本当に自分が楽しく生きているだけなんだけどな。
◇◇◇◇◇◇◇
「また大変だったみたいね、ボラン」
「ああっ!? べべべ、別にお前が心配するようなことじゃねえよ!」
フレオ様たちとの会合が終わり、ローランドに帰るとすでに夜になっていた。
塔にある自分の部屋に帰ろうとすると、塔の前ではボランとキャメロンが二人きりで会話をしているようだった。
陰から二人の様子を窺おうと物陰に潜もうとすると……そこにはティアたちがいた。
「お帰りなさいませ、ご主人様」
「ティア……それにみんなもいるのか」
「よお、アルさん。今いいところだから、一緒に見学しようや」
エイドルフがニカッと笑いながらそう言う。
俺もだけど……みんなボランたちのことがとても気になるらしく、ドキドキと胸を高らせながら二人の様子を隠れながら見ていた。

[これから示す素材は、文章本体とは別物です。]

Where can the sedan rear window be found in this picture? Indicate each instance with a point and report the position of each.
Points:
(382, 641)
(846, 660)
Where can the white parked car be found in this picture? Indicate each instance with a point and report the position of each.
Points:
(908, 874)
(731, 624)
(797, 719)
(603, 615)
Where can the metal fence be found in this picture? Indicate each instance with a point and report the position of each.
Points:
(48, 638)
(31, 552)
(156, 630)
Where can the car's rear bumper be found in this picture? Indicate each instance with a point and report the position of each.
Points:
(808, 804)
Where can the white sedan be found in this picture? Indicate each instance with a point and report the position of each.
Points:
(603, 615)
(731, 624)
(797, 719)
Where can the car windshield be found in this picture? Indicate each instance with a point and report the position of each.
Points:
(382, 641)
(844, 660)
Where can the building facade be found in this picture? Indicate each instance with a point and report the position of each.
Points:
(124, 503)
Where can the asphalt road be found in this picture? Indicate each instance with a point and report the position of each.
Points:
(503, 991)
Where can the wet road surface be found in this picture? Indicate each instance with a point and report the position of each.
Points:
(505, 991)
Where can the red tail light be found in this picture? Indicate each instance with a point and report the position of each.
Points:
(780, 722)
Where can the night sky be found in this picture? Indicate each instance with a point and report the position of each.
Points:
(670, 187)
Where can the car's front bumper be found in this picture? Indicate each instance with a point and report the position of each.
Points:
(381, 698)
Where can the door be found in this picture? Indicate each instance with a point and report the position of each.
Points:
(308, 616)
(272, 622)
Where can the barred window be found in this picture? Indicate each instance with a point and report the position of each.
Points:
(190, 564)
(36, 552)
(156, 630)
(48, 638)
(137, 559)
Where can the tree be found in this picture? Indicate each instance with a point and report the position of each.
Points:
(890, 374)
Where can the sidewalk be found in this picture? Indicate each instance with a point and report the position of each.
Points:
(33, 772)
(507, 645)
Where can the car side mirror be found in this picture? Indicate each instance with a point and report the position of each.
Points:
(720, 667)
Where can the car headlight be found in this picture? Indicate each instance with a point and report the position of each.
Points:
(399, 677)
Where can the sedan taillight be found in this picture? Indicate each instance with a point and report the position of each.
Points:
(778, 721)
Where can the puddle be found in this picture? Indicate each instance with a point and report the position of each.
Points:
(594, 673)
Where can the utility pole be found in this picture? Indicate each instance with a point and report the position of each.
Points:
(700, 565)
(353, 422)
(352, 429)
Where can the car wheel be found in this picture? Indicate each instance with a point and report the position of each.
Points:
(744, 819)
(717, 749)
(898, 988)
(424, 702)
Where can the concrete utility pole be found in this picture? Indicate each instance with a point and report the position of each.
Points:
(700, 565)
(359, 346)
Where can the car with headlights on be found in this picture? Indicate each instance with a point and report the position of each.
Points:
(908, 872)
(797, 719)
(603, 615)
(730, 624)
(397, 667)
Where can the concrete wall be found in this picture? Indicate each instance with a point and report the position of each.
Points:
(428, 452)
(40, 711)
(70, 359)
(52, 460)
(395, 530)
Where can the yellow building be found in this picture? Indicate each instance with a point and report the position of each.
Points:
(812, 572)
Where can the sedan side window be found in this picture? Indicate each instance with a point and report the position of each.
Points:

「ボランは私たちだけじゃなくて、みんなを守ろうとするから、一番先頭を走るらしいわね……私、それを心配しているの」
「ななな、なんでお前ががそんな心配すんだよ! 俺は俺のやるべきことをやってるだけだ。それだけなんだよ!」
「ボランのやるべきこと……私のやるべきことは、子供たちの面倒を見てあげること。それから……ボランの心配をすること」
「だ、だだだ、だから俺の心配なんてすることねえんだよ!」
頭から湯気が出る勢いで赤くなっているボラン。
キャメロンは少し寂しそうに視線を落とす。
「町に居る時は見周りをしているだけだから気にしないのだけれど……外に出たら、やっぱりあなたの心配ばかりしてしまうの」
「どどど、どういう意味なんだよ、ああっ!?」
真剣な目でボランを見つめるキャメロン。
ボランは目を合わせることができずに、視線がキョロキョロあっち向いたりこっち向いたりしている。
おい! そこはちゃんと目を合わせないとっ。
「なぜか……分からない?」
「うっ……」
ずいっとボランに近づくキャメロン。
ボランは真っ赤な顔を引きつらせ、キャメロンと目を合わせ始める。
「…………」
「…………」
無言で見つめ合う二人。
シーンとただ静かな時間が流れる。
「行け、ボラン! そこで告白すんだよ!」
「そうよそうよ! ガツンといっちゃいなさいよ!」
エイドルフとカトレアが鼻息を荒くしながら二人を見守る。
するとボランは意を決したのだろうか、ゴクリとこちらまで聞こえるほど大きな音で固唾を飲み込む。
そしてキャメロンの両肩を掴んだ。
「おおっ!?」
「とうとう告白するの!」
「こ、これでお二人はめでたく恋人同士になるというわけですね!」
ペトラまで興奮をしだした。
いや、ペトラだけではない。
ここにいる全員が興奮を隠しきれなくなっていた。
かく言う俺も、興奮しきってドキンドキンしていたりするのだが。
「キキキ、キャメロン!」
「は、はい……」
全員が唾を飲み込む。
緊張しているキャメロンに緊張しすぎているボラン。
そしてボランは震える手で口を開く。
「俺と……結婚しろや!」
「「「はっ?」」」
全員が呆気に取られていた。
いや、告白通り越して求婚とか……
そんないきなりな話、誰が受けると言うのだ。
「あ、あの……ごめんなさい……私、みんなのママなわけだし……」
「そ、そうか……」
分かりやすく肩を落とすボラン。
そりゃそうだろ。
もっと段階というものを踏まないと。
ボランの玉砕に皆は解散をする雰囲気になっていた。
しかし、
「そういうことは自分の意志だけで決められない……だから、子供たちがいいって言うなら……喜んでお話は受けさせてもらいます」
「「「えええっ!?」」」
皆は唖然とする。
いいのかよ! 全員がそんな顔をしていた。
「ボラン! ボランがパパなら、僕たち言うことないよ!」
「うわー! ボランがパパとか最高じゃん!」
「おおお、お前ら! 何でこんな時間に起きてんだよ! ああっ!?」
子供たちが二人を取り囲む。
動揺するボランに、キャメロンは照れるように笑っている。
「じゃあ……私、ボランと結婚してもいいかしら?」
「当然だよ!」
その一言をきっかけに、俺たちは物陰から飛び出し、ボランの周りに集まる。
「おおお、お前ら! ななな、なんでいるんだよ!」
「んなこまけえことはいいんだよ!」
「そうだそうだ! めでてえなぁ! ボランが交際を飛ばして結婚かよ!」
「おい! みんなでボランを胴上げするぞ!」
エイドルフの言葉に従い、みんながボランとキャメロンの胴上げを開始する。
とても幸せそうなキャメロンに怒り狂っているようにしか見えないボラン。
まぁ、内心は喜んでいるのだろう。
俺はティアたちと共に、そんなみんなの様子を微笑ましく見ていた。
暑苦しいぐらいの夜はまだまだ続くようで、ボランは酒場へと連行されていく。